Faisal Shahzad, the Would-Be Times Square Bomber, Explains Jihad on Arab TV
A video of Faisal Shahzad (remember, the guy who tried to bomb Times Square? We haven't heard from him in a while!) has appeared on Al Arabiya television. In the clip, which you can watch here, he says he wants to attack the U.S. That, of course, comes as no surprise. What's odd, however, is the use of Shahzad in this video at all. Because it's kind of...uh...embarrassing.
"The attack on the United States will be a revenge for all the mujahedeen and oppressed Muslims," Shahzad said in the tape. "Eight years have passed since the Afghanistan war and you shall see how the Muslim war has just begun and how Islam will spread across the world."
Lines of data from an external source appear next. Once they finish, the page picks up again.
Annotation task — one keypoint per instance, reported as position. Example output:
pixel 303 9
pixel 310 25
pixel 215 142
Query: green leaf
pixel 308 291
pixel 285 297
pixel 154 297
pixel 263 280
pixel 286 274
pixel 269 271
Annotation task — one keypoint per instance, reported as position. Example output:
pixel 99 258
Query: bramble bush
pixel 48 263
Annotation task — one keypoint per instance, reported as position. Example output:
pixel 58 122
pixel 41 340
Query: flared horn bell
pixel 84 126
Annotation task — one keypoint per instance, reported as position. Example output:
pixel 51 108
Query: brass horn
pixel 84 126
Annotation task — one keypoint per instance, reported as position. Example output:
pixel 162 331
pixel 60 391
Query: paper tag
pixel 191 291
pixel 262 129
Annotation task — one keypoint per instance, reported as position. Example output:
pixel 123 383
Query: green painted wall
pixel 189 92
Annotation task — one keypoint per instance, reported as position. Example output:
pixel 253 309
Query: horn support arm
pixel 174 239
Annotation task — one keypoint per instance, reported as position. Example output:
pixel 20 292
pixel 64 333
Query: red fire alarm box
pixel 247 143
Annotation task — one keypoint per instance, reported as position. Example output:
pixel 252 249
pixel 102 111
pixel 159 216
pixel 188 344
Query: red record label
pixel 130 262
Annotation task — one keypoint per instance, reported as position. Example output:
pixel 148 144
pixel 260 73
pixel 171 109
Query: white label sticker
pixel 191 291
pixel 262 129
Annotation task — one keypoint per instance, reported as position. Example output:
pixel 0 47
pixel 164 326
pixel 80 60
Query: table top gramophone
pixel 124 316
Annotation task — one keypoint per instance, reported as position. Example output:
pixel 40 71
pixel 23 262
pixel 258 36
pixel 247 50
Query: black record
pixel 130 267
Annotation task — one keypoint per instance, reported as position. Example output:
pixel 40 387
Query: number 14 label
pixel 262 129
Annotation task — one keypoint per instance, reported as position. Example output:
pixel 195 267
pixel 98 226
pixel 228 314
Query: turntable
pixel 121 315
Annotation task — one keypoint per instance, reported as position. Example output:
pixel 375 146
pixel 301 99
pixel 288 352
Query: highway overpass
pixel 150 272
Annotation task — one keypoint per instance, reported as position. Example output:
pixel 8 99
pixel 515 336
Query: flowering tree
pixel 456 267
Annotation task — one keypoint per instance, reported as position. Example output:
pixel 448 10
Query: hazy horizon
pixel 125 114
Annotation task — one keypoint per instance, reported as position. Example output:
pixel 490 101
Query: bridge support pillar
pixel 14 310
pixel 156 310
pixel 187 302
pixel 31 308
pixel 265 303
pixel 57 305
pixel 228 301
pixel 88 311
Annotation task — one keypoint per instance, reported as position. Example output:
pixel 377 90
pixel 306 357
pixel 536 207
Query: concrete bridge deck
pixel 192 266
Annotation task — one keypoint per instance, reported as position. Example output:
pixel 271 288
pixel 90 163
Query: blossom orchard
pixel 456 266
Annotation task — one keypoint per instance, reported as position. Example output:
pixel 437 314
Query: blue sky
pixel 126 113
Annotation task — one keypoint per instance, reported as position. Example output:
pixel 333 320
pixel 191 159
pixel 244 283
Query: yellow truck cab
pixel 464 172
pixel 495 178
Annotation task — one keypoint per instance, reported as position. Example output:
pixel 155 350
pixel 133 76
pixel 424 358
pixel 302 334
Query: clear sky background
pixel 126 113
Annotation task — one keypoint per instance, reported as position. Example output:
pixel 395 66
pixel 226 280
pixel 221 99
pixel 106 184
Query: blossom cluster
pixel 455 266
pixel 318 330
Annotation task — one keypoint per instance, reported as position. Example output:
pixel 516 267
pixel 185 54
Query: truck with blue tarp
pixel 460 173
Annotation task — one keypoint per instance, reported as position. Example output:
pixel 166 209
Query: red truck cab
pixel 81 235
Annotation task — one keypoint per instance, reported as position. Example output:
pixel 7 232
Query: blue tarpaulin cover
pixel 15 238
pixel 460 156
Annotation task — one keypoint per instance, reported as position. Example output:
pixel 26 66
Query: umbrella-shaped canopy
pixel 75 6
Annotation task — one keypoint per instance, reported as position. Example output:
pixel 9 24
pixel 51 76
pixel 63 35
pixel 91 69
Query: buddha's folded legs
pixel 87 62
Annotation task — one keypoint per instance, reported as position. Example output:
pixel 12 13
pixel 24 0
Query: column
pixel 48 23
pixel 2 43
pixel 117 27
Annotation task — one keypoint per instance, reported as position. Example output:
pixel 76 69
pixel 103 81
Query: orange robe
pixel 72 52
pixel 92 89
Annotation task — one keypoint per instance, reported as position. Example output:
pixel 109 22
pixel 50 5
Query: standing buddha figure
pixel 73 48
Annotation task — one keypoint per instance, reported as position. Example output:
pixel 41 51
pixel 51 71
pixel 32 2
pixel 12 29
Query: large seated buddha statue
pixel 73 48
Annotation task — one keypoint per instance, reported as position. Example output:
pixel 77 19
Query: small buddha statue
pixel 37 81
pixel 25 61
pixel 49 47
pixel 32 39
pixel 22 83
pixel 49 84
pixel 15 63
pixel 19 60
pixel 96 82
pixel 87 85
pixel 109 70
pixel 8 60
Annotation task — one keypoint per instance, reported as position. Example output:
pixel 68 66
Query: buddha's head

Okay, yeah, that's scary -- nobody likes to be threatened, especially not with a vow of revenge. But we think Shahzad (or the promoters of Shazhad) go really wrong in a few areas:
1. Shahzad is in the custody of the feds, facing a mandatory life term at his sentencing, which is scheduled for October 5. Hence, any attack from him would be pretty difficult. Sure, maybe that helps his cause as a martyr...as Bloomberg reports, the release is consistent with the actions of jihadist groups in the months following a major attack, "even if it had failed" -- but we always kinda thought role models should demonstrate successes.
2. In theater-speak, Faisal lacks presence. At points, he sounds more like a professor teaching a boring history class than a wannabe terrorist (nothing against history professors, you guys are great). We recommend taking a cue from Mel Gibson. Or not. That would be scary.
3. The fuzzy cut-and-paste around his body. Per Bloomberg, the clip appears to be the work of Umar Media, the Pakistan Taliban's video production unit. And perhaps it's to give him an otherworldly quality, but in any case, we will not be hiring them to do Mom's b-day vid.
4. Preparation seems lacking. There's the stuttering, reliance on finger-jabs for emphasis, and reading from the book in front of him for his explanation of jihad. We're no experts, but shouldn't he have at least memorized that stuff?